In secondo luogo, la strategia ha colpito anche nelle uscite sulla stampa e nell’utilizzo di termini “inappropriati”. Malgrado la metà delle squadre avesse deciso di chiamarsi fuori dopo l’ultima riunione, in un’intervista del giorno successivo sulle pagine di Repubblica, firmata dal direttore Molinari, Andrea Agnelli ha seccamente dichiarato che il progetto sarebbe andato avanti lo stesso. Inoltre, definire l’accordo un “patto di sangue” crea un elemento lessicale il cui rimando mentale, che Saussure avrebbe definito significante, non ci pare molto limpido. Alla fine il cerchio si è chiuso con la notizia battuta poche ore dopo dalle agenzie (Reuters in primis) in merito alla resa del presidente della Juve.
Da ultimo, il clima asettico in cui il progetto è stato proposto.
Se i dati raccolti dall’Istituto Piepoli hanno mostrato come i supporter delle squadre certamente coinvolte e delle potenziali partecipatrici (come il Napoli e Roma) non fossero contrari a prescindere alla SuperLega, evidentemente i proponenti non sono stati capaci di creare un ponte, una “liason” con la “clientela”, che ha percepito il tutto quasi esclusivamente come un prodotto fonte di guadagno per le società.

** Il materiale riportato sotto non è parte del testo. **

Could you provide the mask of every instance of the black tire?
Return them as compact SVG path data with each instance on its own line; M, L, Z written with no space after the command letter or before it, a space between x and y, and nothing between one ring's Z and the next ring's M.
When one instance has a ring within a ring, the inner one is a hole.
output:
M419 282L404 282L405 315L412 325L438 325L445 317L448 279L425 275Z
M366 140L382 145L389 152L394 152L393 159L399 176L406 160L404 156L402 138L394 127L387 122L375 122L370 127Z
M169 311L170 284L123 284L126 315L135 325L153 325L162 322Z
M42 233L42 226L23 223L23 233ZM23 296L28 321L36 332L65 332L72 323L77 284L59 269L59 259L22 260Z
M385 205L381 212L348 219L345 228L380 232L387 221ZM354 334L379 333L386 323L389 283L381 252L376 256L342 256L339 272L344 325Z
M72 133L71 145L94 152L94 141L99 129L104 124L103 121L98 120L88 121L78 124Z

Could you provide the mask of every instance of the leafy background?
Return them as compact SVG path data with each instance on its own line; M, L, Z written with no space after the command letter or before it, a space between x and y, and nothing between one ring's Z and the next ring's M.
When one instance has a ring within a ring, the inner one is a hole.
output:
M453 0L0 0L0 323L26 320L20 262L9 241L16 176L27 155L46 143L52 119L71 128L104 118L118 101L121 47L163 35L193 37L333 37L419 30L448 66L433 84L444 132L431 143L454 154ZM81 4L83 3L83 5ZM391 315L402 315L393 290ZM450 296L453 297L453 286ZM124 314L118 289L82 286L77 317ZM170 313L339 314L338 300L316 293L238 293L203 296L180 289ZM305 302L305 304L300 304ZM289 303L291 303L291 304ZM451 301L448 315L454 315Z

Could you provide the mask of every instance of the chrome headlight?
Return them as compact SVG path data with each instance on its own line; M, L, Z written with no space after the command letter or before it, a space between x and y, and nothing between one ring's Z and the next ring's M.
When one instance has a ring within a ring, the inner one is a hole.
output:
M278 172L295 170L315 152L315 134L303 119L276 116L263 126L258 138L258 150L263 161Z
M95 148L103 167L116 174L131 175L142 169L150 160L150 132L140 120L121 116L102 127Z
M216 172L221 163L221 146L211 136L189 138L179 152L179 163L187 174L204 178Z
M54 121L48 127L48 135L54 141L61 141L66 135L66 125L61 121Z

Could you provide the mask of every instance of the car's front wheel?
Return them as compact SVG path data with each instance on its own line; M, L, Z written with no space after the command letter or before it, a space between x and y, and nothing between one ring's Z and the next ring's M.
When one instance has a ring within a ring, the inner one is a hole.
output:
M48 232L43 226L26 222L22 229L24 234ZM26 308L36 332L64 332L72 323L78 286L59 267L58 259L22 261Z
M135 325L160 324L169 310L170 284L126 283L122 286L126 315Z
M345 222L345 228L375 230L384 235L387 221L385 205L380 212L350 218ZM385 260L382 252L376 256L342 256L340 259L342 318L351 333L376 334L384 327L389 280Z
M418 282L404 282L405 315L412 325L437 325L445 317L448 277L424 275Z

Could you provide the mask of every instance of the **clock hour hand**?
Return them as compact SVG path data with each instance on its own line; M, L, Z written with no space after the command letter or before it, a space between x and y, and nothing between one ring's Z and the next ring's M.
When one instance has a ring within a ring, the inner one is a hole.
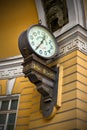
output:
M43 41L44 41L44 40L45 40L45 35L44 35L42 41L40 42L40 44L35 48L35 50L37 50L37 49L43 44Z

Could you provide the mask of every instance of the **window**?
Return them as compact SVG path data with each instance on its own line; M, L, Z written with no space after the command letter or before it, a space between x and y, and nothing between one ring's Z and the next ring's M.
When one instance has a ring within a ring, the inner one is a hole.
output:
M0 130L14 130L18 96L0 97Z
M68 23L66 0L42 0L46 23L52 32Z

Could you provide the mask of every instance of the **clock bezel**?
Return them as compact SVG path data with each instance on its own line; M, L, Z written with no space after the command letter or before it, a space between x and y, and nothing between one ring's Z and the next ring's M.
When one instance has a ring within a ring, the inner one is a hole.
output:
M46 31L48 31L48 33L50 33L50 35L52 36L53 40L54 40L54 44L55 44L55 53L52 55L52 56L49 56L49 57L45 57L45 56L42 56L40 54L38 54L31 46L31 43L29 41L29 38L28 38L28 35L29 35L29 32L31 31L31 29L33 27L41 27L41 28L44 28ZM30 48L32 49L33 53L36 54L38 57L41 57L43 59L52 59L54 58L56 55L57 55L57 50L58 50L58 47L57 47L57 41L55 39L55 36L53 35L53 33L48 29L46 28L45 26L43 25L39 25L39 24L35 24L35 25L32 25L29 29L27 29L27 40L28 40L28 44L30 46Z

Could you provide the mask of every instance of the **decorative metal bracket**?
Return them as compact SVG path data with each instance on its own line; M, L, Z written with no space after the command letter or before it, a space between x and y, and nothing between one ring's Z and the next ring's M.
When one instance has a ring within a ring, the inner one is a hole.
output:
M40 109L49 118L57 103L59 68L48 67L44 60L34 54L24 59L23 73L34 83L41 94Z

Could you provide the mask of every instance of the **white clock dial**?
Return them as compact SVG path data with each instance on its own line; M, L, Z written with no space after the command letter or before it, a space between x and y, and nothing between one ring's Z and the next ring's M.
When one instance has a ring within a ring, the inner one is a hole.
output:
M51 58L56 53L54 36L43 26L33 26L27 31L29 44L33 51L44 58Z

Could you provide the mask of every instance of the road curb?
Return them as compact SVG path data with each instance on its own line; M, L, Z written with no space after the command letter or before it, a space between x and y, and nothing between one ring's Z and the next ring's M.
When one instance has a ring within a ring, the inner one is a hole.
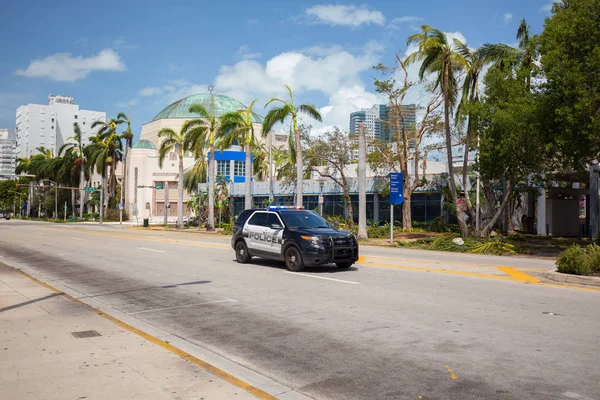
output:
M3 259L2 263L37 284L55 293L61 293L65 298L74 303L108 319L121 328L126 329L153 344L164 348L218 378L247 391L258 399L311 400L310 397L237 364L235 361L218 355L209 349L200 347L179 336L163 331L156 326L147 324L119 310L113 309L96 299L89 298L84 293L80 293L69 286L63 285L59 281L44 276L43 274L40 276L37 271L33 271L29 267L9 262L6 259Z
M556 270L546 271L542 274L542 276L554 282L600 287L600 278L595 276L563 274L561 272L557 272Z

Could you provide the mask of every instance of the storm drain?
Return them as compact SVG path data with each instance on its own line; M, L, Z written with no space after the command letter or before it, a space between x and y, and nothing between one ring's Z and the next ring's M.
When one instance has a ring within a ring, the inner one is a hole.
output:
M81 332L71 332L71 335L75 336L77 339L85 339L89 337L102 336L96 331L81 331Z

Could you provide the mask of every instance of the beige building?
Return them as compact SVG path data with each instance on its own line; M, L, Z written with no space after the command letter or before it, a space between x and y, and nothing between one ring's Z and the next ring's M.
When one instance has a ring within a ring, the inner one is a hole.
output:
M245 106L228 96L199 93L178 100L160 111L152 121L142 126L140 140L129 150L127 155L127 190L125 206L131 218L150 218L160 220L164 218L165 204L168 204L168 216L172 221L177 217L177 188L179 185L179 164L177 155L173 152L165 160L163 168L158 166L158 148L161 139L158 132L163 128L171 128L179 132L183 123L190 119L198 118L197 114L189 112L192 104L202 104L215 115L222 116L228 112L237 111ZM286 148L287 135L271 133L272 137L262 137L262 117L253 115L255 134L264 141L266 147L271 143L273 148ZM215 173L224 175L228 180L236 183L245 180L245 153L240 146L233 146L224 152L215 154ZM184 168L194 164L193 157L188 154L184 157ZM156 185L163 185L157 189ZM165 202L165 190L168 186L168 203ZM184 207L189 200L189 193L184 192ZM184 215L193 214L193 211L184 209Z

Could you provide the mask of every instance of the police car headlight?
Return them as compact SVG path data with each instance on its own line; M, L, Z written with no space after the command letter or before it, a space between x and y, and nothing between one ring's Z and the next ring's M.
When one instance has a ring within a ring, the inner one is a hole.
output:
M314 246L318 246L319 244L321 244L321 239L319 239L318 236L301 236L301 238L306 240L307 242L310 242L310 244Z

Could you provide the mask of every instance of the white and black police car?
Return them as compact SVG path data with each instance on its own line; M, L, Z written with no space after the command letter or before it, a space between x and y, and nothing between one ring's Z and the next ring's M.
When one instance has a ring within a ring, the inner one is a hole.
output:
M335 229L314 211L296 207L243 211L233 224L231 246L239 263L268 258L284 261L290 271L323 264L350 268L358 260L353 234Z

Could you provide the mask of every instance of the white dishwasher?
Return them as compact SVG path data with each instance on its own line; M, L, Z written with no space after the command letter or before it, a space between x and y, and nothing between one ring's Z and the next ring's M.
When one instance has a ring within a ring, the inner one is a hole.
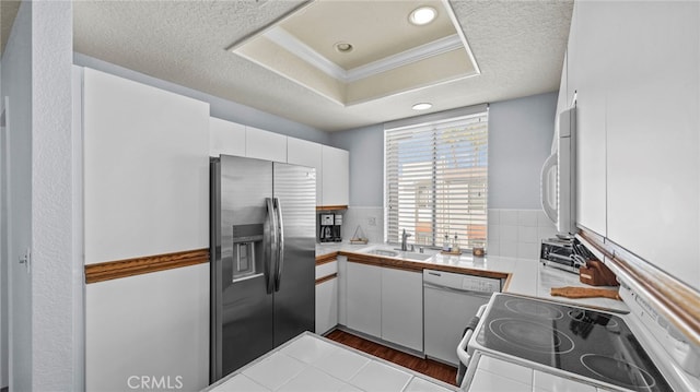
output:
M501 292L501 280L423 270L425 356L458 366L457 345L465 325Z

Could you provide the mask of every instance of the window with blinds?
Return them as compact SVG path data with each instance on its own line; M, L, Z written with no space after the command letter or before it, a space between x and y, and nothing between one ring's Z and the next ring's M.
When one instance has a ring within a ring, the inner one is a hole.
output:
M389 242L486 245L488 111L385 129L385 149Z

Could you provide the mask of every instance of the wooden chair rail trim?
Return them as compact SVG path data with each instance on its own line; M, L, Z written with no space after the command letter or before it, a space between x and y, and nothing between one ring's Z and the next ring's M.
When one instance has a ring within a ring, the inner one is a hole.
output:
M329 263L331 261L336 261L338 258L338 252L332 252L324 256L316 257L316 265L322 265Z
M107 261L85 265L85 283L96 283L209 262L209 249Z
M700 346L700 296L677 278L656 269L627 249L585 228L579 238L605 256L605 264L626 284L635 286L644 297L684 335Z
M316 286L318 286L319 284L322 284L322 283L324 283L324 282L328 282L328 281L330 281L330 280L334 280L334 278L336 278L336 277L338 277L338 273L337 273L337 272L336 272L336 273L332 273L332 274L330 274L330 275L322 276L322 277L319 277L319 278L317 278L317 280L316 280Z

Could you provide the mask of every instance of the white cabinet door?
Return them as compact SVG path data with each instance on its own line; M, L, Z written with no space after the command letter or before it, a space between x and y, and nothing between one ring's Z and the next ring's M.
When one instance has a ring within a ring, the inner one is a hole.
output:
M350 200L350 153L323 146L322 205L348 205Z
M287 163L287 136L246 127L245 152L249 158Z
M296 138L287 138L287 163L316 169L316 205L320 205L323 189L322 145Z
M338 323L348 325L348 257L338 257Z
M316 285L316 333L324 334L338 325L338 278Z
M347 325L372 336L382 336L382 269L347 263Z
M627 4L609 5L608 238L700 288L700 4Z
M245 126L209 118L209 156L245 156Z
M423 275L382 269L382 338L423 351Z
M209 247L209 104L85 69L85 263Z
M129 390L142 375L209 384L209 263L85 286L85 390Z

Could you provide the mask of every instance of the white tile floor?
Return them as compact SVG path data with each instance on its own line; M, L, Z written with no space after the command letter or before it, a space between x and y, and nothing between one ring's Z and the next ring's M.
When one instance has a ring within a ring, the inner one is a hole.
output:
M205 391L448 392L457 389L304 333Z

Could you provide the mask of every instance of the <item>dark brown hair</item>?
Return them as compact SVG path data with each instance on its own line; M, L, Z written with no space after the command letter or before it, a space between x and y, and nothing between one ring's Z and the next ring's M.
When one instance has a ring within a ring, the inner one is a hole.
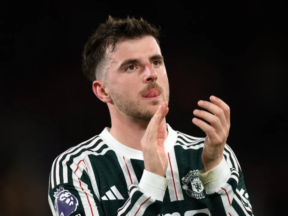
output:
M160 28L156 28L142 18L137 20L128 16L121 19L109 16L106 22L99 25L85 44L82 64L84 75L92 82L101 80L103 71L97 67L104 59L110 46L112 45L113 52L115 44L120 41L146 36L154 37L159 45L159 31Z

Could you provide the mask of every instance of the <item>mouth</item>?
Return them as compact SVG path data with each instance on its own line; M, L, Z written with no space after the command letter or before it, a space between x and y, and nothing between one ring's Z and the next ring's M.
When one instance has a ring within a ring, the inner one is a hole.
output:
M160 92L155 88L149 90L143 94L142 96L144 98L150 99L158 99L159 98L160 96Z

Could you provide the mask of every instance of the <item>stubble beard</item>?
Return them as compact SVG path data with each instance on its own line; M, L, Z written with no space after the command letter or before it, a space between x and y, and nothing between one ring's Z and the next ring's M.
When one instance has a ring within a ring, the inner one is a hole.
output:
M113 93L114 96L113 100L121 112L133 118L144 121L150 121L152 118L155 112L152 112L148 109L141 107L140 102L142 98L135 101L125 98L116 92L113 91L114 92ZM168 91L166 98L163 95L162 99L163 100L166 100L169 103L169 97ZM161 102L160 100L157 100L148 101L148 103L150 105L156 106L160 105Z

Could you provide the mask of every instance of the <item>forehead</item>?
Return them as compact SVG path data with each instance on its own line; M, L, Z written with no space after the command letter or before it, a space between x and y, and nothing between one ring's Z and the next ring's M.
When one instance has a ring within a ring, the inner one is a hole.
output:
M117 64L129 58L142 59L161 53L155 38L147 36L119 41L113 52L108 52L107 57L111 63Z

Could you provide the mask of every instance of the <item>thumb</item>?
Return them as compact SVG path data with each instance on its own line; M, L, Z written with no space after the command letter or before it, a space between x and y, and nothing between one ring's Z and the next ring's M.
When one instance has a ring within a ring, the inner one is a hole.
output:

Così crediamo che i promotori del progetto, nella comunicazione e soprattutto nella non comunicazione di alcuni aspetti, abbiano sottovalutato la portata e le conseguenze prodotte dal messaggio nelle reazioni del ricevente (supporter in primis), considerato quasi alla stregua di un “prosumer”.
È, infatti, mancata una puntuale narrazione delle ragioni che avrebbero dovuto portare i tifosi ad accettare, se non addirittura a desiderare, che le proprie squadre partecipassero alla nuova SuperLega.
Sembra un paradosso, ma nell’era dello “storytelling intensivo” quello che più è mancato è stato proprio il racconto. Non è un particolare da poco.